Alors que l'été bat son plein, un entrepreneur de Lévis a les deux pieds... dans la neige! Le propriétaire d'Industries Samson multiplie les tests sur son canon à neige qui permet de produire de la neige à des températures bien au-dessus du point de congélation.

« Les canons à neige traditionnels opèrent lorsqu’il fait plus froid que -2,5 degrés Celcius. Quand il fait zéro, ils ne peuvent pas faire de la neige, tandis que nous, on peut en faire jusqu’à 15 ou 20 degrés Celsius sans aucun problème. On a même fait de la neige à 28,9 degrés! », raconte Guy Pelchat, propriétaire d’Industries Samson, une compagnie de soudure spécialisée notamment en remontées mécaniques.

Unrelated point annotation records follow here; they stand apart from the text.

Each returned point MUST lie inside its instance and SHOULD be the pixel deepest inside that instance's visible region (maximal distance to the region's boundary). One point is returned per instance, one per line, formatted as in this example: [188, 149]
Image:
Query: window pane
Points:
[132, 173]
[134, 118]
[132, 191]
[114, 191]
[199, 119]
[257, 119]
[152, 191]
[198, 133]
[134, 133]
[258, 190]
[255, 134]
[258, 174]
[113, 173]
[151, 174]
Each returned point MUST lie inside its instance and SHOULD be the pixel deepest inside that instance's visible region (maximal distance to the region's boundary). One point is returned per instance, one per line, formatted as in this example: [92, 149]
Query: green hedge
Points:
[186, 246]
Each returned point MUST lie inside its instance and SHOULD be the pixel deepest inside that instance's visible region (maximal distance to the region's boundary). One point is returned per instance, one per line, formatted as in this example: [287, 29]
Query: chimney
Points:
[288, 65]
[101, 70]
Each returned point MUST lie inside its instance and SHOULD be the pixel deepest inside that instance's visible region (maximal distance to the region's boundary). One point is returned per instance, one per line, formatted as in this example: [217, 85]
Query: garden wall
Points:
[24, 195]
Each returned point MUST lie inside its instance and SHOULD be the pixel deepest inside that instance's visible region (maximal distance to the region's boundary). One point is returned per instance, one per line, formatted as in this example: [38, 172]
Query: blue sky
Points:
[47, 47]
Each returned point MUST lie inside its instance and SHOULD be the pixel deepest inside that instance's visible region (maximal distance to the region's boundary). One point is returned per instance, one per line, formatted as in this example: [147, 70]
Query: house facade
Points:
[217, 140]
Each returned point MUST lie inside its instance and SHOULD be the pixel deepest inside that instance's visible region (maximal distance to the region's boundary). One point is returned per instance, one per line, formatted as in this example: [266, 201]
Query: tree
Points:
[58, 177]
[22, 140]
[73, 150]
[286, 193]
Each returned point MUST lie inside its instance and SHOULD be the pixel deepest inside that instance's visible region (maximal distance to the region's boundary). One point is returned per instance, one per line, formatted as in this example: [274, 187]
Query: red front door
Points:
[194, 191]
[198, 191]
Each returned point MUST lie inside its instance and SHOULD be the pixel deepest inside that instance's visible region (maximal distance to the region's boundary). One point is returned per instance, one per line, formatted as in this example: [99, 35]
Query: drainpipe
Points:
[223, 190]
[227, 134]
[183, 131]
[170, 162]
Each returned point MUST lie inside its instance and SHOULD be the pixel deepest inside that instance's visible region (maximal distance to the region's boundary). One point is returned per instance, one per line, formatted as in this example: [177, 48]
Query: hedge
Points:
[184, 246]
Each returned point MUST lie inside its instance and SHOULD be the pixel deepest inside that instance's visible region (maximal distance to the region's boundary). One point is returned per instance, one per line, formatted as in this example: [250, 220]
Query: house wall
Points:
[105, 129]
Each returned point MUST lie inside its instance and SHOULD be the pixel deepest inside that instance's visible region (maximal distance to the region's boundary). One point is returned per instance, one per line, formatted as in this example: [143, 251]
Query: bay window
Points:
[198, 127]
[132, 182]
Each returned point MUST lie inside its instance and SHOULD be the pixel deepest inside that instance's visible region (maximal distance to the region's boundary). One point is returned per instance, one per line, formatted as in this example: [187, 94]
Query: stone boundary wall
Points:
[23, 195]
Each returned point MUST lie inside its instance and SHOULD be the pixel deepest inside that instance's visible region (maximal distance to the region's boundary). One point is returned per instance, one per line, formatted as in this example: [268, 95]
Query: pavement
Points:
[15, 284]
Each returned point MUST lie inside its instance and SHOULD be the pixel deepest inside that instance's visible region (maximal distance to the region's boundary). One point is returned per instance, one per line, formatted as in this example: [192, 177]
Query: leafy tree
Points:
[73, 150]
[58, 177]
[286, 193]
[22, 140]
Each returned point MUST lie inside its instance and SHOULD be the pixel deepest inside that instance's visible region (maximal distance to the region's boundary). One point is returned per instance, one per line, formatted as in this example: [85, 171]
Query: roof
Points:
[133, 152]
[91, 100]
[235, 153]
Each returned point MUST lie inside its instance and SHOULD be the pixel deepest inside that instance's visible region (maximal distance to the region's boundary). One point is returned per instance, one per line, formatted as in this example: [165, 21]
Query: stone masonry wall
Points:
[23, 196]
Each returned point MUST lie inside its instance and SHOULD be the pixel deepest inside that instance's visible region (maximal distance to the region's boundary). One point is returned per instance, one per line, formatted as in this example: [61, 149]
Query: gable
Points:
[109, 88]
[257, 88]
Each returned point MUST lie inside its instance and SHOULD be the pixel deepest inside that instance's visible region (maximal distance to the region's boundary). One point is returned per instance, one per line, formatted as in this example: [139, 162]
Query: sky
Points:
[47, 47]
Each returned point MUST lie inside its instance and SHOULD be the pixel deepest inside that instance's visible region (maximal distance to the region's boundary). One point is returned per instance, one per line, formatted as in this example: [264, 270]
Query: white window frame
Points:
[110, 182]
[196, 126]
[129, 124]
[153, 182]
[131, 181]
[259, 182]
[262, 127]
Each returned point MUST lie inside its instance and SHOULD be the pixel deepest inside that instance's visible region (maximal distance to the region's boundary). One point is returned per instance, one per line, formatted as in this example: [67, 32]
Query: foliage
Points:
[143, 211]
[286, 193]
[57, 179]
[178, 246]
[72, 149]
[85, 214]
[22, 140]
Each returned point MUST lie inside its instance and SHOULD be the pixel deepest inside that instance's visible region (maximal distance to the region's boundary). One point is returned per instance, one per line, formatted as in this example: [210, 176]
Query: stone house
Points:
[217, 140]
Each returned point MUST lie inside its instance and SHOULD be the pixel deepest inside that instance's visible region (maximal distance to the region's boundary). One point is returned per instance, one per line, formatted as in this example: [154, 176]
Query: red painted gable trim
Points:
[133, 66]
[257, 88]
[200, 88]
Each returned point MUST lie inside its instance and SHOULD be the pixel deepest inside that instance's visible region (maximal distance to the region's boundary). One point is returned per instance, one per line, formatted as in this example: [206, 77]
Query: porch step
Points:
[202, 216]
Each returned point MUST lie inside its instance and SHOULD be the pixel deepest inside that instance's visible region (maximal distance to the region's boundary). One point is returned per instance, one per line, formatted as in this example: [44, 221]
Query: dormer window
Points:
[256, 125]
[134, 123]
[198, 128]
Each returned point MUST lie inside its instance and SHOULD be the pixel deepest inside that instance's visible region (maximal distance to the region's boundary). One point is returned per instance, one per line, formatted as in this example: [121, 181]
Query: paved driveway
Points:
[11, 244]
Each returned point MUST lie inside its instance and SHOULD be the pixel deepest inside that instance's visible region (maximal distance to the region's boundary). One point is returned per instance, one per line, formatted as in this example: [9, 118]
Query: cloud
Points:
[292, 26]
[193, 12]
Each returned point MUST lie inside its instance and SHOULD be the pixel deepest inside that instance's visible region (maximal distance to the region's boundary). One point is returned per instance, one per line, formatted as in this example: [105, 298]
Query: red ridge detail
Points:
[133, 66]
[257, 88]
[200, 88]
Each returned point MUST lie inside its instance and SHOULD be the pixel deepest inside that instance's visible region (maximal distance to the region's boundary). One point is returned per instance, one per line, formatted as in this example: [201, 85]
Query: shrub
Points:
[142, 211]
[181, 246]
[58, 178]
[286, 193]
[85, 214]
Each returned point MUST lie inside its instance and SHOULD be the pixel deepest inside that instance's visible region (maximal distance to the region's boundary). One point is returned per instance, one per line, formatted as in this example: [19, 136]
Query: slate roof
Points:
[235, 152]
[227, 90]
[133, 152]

Depuis trois ans, l’homme d’affaires et son équipe développent un canon à neige appelé SnöFlake qui pourrait permettre de devancer de plusieurs semaines les saisons de ski.

Mercredi, la machine a réussi le test de production de neige artificielle pendant 24 heures d'affilée en plein été.

L’équipement, installé dans un grand conteneur, peut produire 110 mètres cubes de neige par jour. Les concepteurs tentent d’augmenter sa productivité à 120 mètres cubes par jour.

« Pour faire de la neige, on joue sur l’indice de masse. Un flocon de neige va avoir un indice de masse d’environ 40 % eau, 60 % air. Nous, c’est 100 % eau. C’est pour ça que la neige fond moins », explique Guy Pelchat.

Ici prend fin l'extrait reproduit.